The term “subject” refers in one embodiment to a mammal including a human in need of therapy for, or susceptible to, a condition or its sequalae. The term “subject” does not exclude an individual that is normal in all respects. In another embodiment, the term encompasses “patient” is encompassed within the term “subject”.

Additional objects, advantages, and novel features of the present invention will become apparent to one ordinarily skilled in the art upon examination of the following examples, which are not intended to be limiting. Additionally, each of the various embodiments and aspects of the present invention as delineated hereinabove and as claimed in the claims section below finds experimental support in the examples below.

The following examples are presented in order to more fully illustrate the preferred embodiments of the invention. They should in no way be construed, however, as limiting the broad scope of the invention.

EXAMPLES

Generally, the nomenclature used herein and the laboratory procedures utilized in the present invention include molecular, biochemical, microbiological and recombinant DNA techniques. Such techniques are thoroughly explained in the literature. See, for example, “Molecular Cloning: A laboratory Manual” Sambrook et al., (1989); “Current Protocols in Molecular Biology” Volumes 1-111 Ausubel, R. M., ed. (1994); Ausubel et al., “Current Protocols in Molecular Biology”, John Wiley and Sons, Baltimore, Md. (1989); Perbal, “A Practical Guide to Molecular Cloning”, John Wiley & Sons, New York (1988); Watson et al., “Recombinant DNA”, Scientific American Books, New York; Birren et al. (eds) “Genome Analysis: A Laboratory Manual Series”, Vols. 1-4, Cold Spring Harbor Laboratory Press, New York (1998); methodologies as set forth in U.S. Pat.
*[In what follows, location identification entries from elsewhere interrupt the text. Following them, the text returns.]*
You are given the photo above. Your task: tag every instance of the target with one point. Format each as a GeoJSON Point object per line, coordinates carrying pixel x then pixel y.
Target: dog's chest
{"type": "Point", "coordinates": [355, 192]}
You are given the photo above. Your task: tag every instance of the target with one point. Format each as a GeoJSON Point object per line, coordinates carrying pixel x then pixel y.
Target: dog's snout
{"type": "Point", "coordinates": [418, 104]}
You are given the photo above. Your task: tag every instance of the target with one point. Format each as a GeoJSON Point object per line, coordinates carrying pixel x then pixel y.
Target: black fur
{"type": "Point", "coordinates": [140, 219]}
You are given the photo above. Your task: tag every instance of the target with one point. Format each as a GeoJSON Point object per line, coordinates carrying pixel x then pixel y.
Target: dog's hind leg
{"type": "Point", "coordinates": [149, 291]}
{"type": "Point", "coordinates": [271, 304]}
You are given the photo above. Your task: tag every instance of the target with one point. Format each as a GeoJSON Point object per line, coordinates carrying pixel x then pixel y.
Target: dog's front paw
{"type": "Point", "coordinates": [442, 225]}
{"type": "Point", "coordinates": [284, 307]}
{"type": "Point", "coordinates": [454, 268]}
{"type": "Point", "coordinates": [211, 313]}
Nos. 4,666,828; 4,683,202; 4,801,531; 5,192,659 and 5,272,057; “Cell Biology: A Laboratory Handbook”, Volumes I-III Cellis, J. E., ed. (1994); “Culture of Animal Cells—A Manual of Basic Technique” by Freshney, Wiley-Liss, N.Y. (1994), Third Edition; “Current Protocols in Immunology” Volumes I-III Coligan J. E., ed. (1994); Stites et al. (eds), “Basic and Clinical Immunology” (8th Edition), Appleton & Lange, Norwalk, Conn. (1994); Mishell and Shiigi (eds), “Selected Methods in Cellular Immunology”, W.H. Freeman and Co., New York (1980); available immunoassays are extensively described in the patent and scientific literature, see, for example, U.S. Pat. Nos. 3,791,932; 3,839,153; 3,850,752; 3,850,578; 3,853,987; 3,867,517; 3,879,262; 3,901,654; 3,935,074; 3,984,533; 3,996,345; 4,034,074; 4,098,876, 4,879,219; 5,011,771 and 5,281,521; “Oligonucleotide Synthesis” Gait, M. J., ed. (1984); “Nucleic Acid Hybridization” Hames, B. D., and Higgins S. J., eds. (1985); “Transcription and Translation” Hames, B. D., and Higgins S. J., eds. (1984); “Animal Cell Culture” Freshney, R. I., ed. (1986); “Immobilized Cells and Enzymes” IRL Press, (1986); “A Practical Guide to Molecular Cloning” Perbal, B., (1984) and “Methods in Enzymology” Vol. 1-317, Academic Press; “PCR Protocols: A Guide To Methods And Applications”, Academic Press, San Diego, Calif. (1990); Marshak et al., “Strategies for Protein Purification and Characterization—A Laboratory Course Manual” CSHL Press (1996); all of which are incorporated by reference. Other general references are provided throughout this document.

Materials and Methods:

Plant Material

Commiphpora gileadensis cuttings were obtained from the Dead Sea Ein Gedi Botanic Garden located in Kibbutz Ein Gedi, the Dead Sea, Israel (31° 27′N, 35° 23′E) (plants originated from the Chelsea Physic Garden, 66 Royal Hospital Road, Chelsea, London, The United Kingdom). In Ein Gedi's botanical gardens, plants were grown in the field in sandy soil, drip irrigated with tap water (drinking water originating from Ein Gedi's spring water). Each plant received 10 liters of drinking water every four days. Between November and March plants were watered every 5 days.

Plant Extracts

Ethanolic plant extract was prepared as follows: plants were dried at 40° C. for 3 days, and plant powder was suspended in tubes with ethanol 96% (EtOH-FRUTAROM) at a ratio of 200 μg/mL and was incubated overnight at room temperature (25° C.) Following incubations, tubes were centrifuged at 13,000 revolutions per minute (rpm). The upper fluid (the extract) was removed to another tube and kept at −20° C. for further analyses.

Chemical Compounds

β-Caryophyllene: (−)-trans-Caryophyllene, syn. β-Caryophyllene, trans-(1R,9S)-8-Methylene-4,11,11-trimethylbicyclo[7.2.0]undec-4-ene (C₁₅H₂₄), was purchased from Sigma-Aldrich, Inc. 204.35 g/mol, ≧98.5% pure, Catalog Number 22075.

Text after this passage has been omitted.